Schuldunfähigkeitsprüfung für die Unterbringung von Straftätern

Um die Unterbringung eines Straftäters in ein psychiatrisches Krankenhaus anzuordnen, bedarf es einer gründlichen Prüfung und Darlegung der seelischen Störung und deren Ausprägung und Auswirkung auf die Einsichts- oder Steuerungsfähigkeit in der konkreten Tatsituation.
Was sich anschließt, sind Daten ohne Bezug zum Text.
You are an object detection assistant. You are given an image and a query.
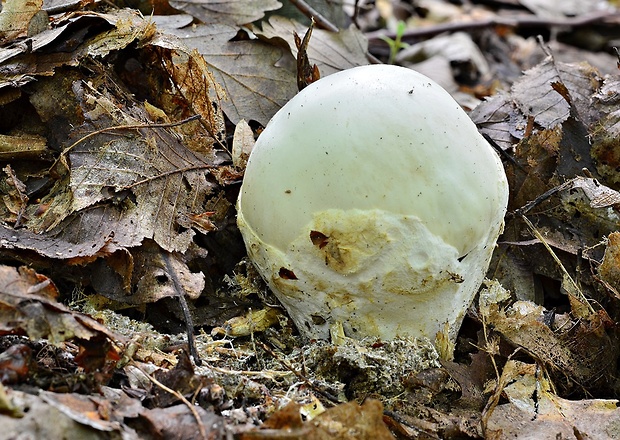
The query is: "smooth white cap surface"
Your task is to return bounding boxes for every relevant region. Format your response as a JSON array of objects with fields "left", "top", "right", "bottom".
[{"left": 238, "top": 65, "right": 508, "bottom": 339}]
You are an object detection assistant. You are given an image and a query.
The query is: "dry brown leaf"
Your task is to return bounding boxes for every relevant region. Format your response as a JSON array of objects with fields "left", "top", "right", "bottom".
[
  {"left": 0, "top": 266, "right": 125, "bottom": 345},
  {"left": 254, "top": 16, "right": 368, "bottom": 77},
  {"left": 168, "top": 24, "right": 297, "bottom": 125},
  {"left": 0, "top": 0, "right": 43, "bottom": 44}
]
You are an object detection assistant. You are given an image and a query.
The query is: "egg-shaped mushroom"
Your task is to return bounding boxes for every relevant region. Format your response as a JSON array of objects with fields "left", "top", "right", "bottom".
[{"left": 237, "top": 65, "right": 508, "bottom": 346}]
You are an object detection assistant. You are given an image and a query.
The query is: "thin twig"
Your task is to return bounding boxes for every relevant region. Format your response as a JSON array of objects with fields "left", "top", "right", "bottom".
[
  {"left": 50, "top": 115, "right": 200, "bottom": 173},
  {"left": 261, "top": 343, "right": 342, "bottom": 404},
  {"left": 162, "top": 251, "right": 202, "bottom": 366},
  {"left": 291, "top": 0, "right": 340, "bottom": 32},
  {"left": 131, "top": 362, "right": 207, "bottom": 440},
  {"left": 366, "top": 11, "right": 620, "bottom": 43}
]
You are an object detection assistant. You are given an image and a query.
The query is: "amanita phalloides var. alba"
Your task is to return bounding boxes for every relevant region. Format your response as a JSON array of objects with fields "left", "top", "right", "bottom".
[{"left": 237, "top": 65, "right": 508, "bottom": 340}]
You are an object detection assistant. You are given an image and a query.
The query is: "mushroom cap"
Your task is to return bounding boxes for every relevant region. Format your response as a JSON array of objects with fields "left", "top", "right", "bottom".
[{"left": 237, "top": 65, "right": 508, "bottom": 339}]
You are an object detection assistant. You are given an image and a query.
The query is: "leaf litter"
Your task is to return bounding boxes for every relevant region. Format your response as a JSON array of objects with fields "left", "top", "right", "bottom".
[{"left": 0, "top": 0, "right": 620, "bottom": 439}]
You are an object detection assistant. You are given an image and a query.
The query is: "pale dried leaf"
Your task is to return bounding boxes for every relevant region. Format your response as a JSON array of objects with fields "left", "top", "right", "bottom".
[
  {"left": 511, "top": 57, "right": 598, "bottom": 129},
  {"left": 487, "top": 361, "right": 620, "bottom": 439},
  {"left": 170, "top": 0, "right": 282, "bottom": 26}
]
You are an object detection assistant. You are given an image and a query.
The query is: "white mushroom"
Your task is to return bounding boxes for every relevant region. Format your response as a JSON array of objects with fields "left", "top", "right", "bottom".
[{"left": 237, "top": 65, "right": 508, "bottom": 341}]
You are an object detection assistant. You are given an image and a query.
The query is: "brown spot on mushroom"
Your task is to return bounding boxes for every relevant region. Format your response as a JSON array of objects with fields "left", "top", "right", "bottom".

Der Bundesgerichtshof hob ein Urteil auf, aus dessen Feststellungen sich nicht nachvollziehbar ergab, warum statt der Strafe die Unterbringung angeordnet wurde. 

Einen vermeintlichen Kinderschänder verprügelt und erpresst

Der Beschuldigte, der in seiner Kindheit Opfer sexuellen Missbrauchs geworden war, wurde von einem Mitbewohner in einem betreuten Wohnheim aufgefordert, einen anderen Mann zu überfallen. Der Anstifter behauptete, dass der spätere Geschädigte ein "Kinderficker" sei. Er wusste, dass diese Äußerung starke Aggressionen bei dem 53-jährigen suchtkranken Beschuldigten auslösen würde, der mittlerweile unter anderem wegen einer psychiatrischen Erkrankung unter gesetzlicher Betreuung stand. Die beiden schlugen die Wohnungstür des Geschädigten ein und traktierten den Mann so heftig mit Schlägen und Tritten, dass dieser lebensgefährlich verletzt wurde. Dann legten sie dem Geschädigten eine Schlinge um den Hals und gingen mit ihm zur Bank, um Geld von dessen Konto abzuheben. Der Beschuldigte stand bei der Tat unter Alkoholeinfluss. Ein Gutachter ging davon aus, dass er während der Tat unter einer schizomanischen Episode "gestanden haben müsse". Das Landgericht Kiel ordnete seine Unterbringung nach § 63 StGB in einem psychiatrischen Krankenhaus an. Dagegen wehrte sich der Mann vor dem BGH – mit Erfolg.

Prüfung der Schuldunfähigkeit nicht gelungen

Der 5. Strafsenat hob das Urteil auf, weil die Prüfung der Schuldunfähigkeit des Beschuldigten misslungen war: Zum einen gab es keine tragfähige Beschreibung einer psychischen Störung, die zur Tatzeit die Schuldfähigkeit aufgehoben hatte. Den Karlsruher Richtern fehlte es an der Mitteilung der Anknüpfungs- und Befundtatsachen, die die Bewertung des Sachverständigen getragen haben. Die Ausführungen des Gerichts hinsichtlich der Diagnose seien nicht nachvollziehbar. Es reiche nicht aus, einfach die Aufenthalte in Krankenhäusern mitsamt wechselnder Diagnosen aufzuzählen.

Ausprägung und Auswirkung auf Tat

Die Bundesrichter monierten weiter, dass die Kieler Richter die Ausprägung der seelischen Störung und deren Auswirkungen bei Tatbegehung nicht festgestellt hatten. Das Gericht hätte mithilfe eines Sachverständigen feststellen müssen, wie sich die Erkrankung in der Tatsituation auf die Einsichts- oder Steuerungsfähigkeit ausgewirkt hat und warum die Anlasstat auf den psychischen Zustand zurückzuführen ist. Pauschal auf eine zum Tatzeitpunkt bestehende akute Psychose zu verweisen, die nicht durch Beweismittel belegt wurde, reichte dem BGH nicht aus. Vorsorglich wies er noch darauf hin, dass die Gefährlichkeitsprognose eine umfassende Würdigung der Persönlichkeit und des Vorlebens des Täters, der Anlasstat und aller prognoserelevanten Umstände erfordere.

BGH, Beschluss vom 17.01.2023 - 5 StR 532/22

Redaktion beck-aktuell, 13. März 2023.